Na semana em que Jair Bolsonaro xingou a mãe de um ministro do Supremo e ameaçou dar golpe para escapar da Justiça, dois personagens se destacaram pela omissão: o procurador-geral da República, Augusto Aras, e o presidente da Câmara, Arthur Lira. Ambos chegaram aonde estão com ajuda do presidente. Agora agem como cúmplices da escalada autoritária.
A Constituição afirma que cabe ao Ministério Público defender a ordem jurídica, o regime democrático e os interesses sociais. Aras ignora esses deveres para proteger quem o nomeou.

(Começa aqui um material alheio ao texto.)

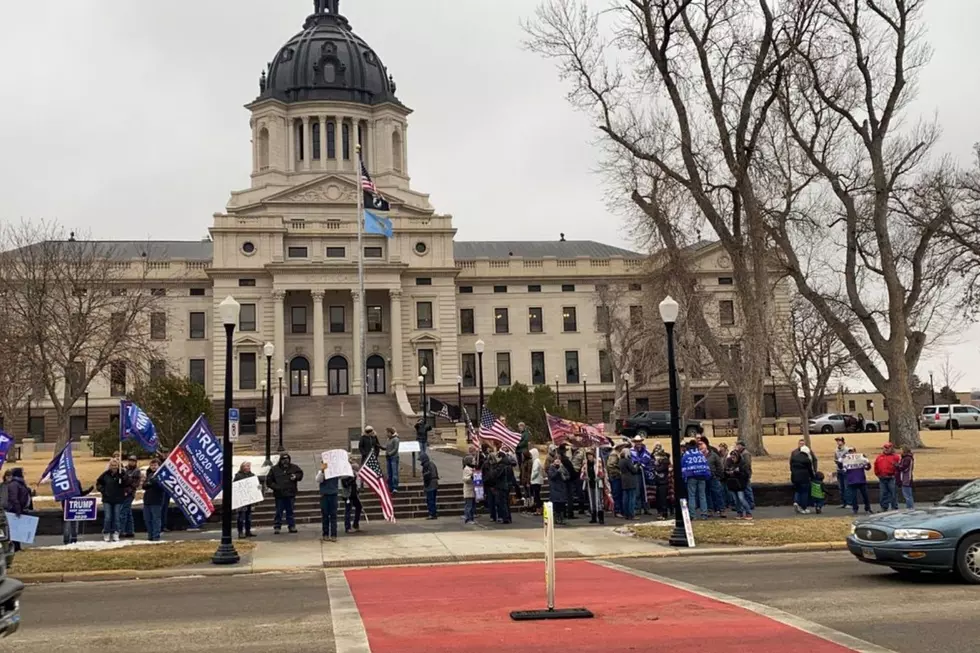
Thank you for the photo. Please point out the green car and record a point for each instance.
(10, 589)
(944, 538)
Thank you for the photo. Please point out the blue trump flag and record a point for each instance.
(134, 424)
(377, 224)
(64, 480)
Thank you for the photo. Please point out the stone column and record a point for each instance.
(395, 327)
(279, 331)
(318, 366)
(307, 145)
(357, 376)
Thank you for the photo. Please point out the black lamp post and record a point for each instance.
(626, 380)
(668, 312)
(479, 363)
(226, 553)
(269, 349)
(585, 394)
(280, 448)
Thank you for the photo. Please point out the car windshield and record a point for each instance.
(967, 496)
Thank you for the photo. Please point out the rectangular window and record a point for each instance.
(569, 319)
(501, 320)
(602, 319)
(117, 379)
(466, 324)
(246, 370)
(158, 325)
(195, 371)
(605, 367)
(423, 315)
(298, 318)
(503, 368)
(247, 319)
(469, 371)
(726, 312)
(636, 316)
(198, 325)
(538, 376)
(535, 319)
(336, 316)
(375, 319)
(427, 359)
(571, 367)
(158, 369)
(607, 406)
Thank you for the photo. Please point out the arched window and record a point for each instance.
(315, 145)
(331, 140)
(396, 151)
(263, 148)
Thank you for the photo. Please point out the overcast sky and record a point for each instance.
(125, 118)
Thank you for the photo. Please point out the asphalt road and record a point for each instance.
(934, 614)
(259, 613)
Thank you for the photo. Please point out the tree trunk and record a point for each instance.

Sua incúria expõe o Judiciário a desgastes e começa a gerar um clima de insurreição na PGR.
Na sexta-feira, 27 subprocuradores-gerais divulgaram uma carta pública de protesto. O texto afirma que o chefe da instituição não pode “assistir passivamente” aos “estarrecedores ataques” de Bolsonaro.
Aras transformou a PGR num peso morto em Brasília. Em vez de investigar, blinda o presidente contra investigações. Em vez de denunciar, acoberta crimes contra a saúde pública e a democracia.
Sua inércia era atribuída à ambição de alcançar uma vaga no Supremo. Ele foi preterido, mas parece ter se conformado com a recondução ao cargo que ocupa. A indicação já foi enviada ao Senado e deve ser aprovada sem percalços.
Na Câmara, Lira continua a segurar mais de uma centena de pedidos de impeachment. Sua omissão impede que o presidente seja julgado por múltiplos crimes de responsabilidade. E vale como incentivo para que continue a delinquir.
O deputado pilota o trator do atraso legislativo. Em sua gestão, a Câmara tem favorecido desmatadores e grileiros com o desmonte da legislação ambiental. A agenda econômica também virou uma janela para grandes negócios. A venda da Eletrobrás foi aprovada com jabutis que orgulhariam o ex-deputado Eduardo Cunha. Agora o Centrão esfrega as mãos diante da privatização dos Correios.
Lira cobra caro pelo silêncio diante dos desmandos presidenciais. Hoje ele comanda a distribuição de cerca de R$ 11 bilhões em emendas parlamentares. É o chefão do orçamento secreto, que lubrifica as votações de interesse do governo.
Na sexta, o deputado fez mais uma concessão ao extremismo. Anunciou que a emenda do voto impresso, derrotada em comissão especial, será votada de novo no plenário. A manobra dá sobrevida ao discurso golpista de Bolsonaro. E mantém o balcão aberto para negociações com o Planalto.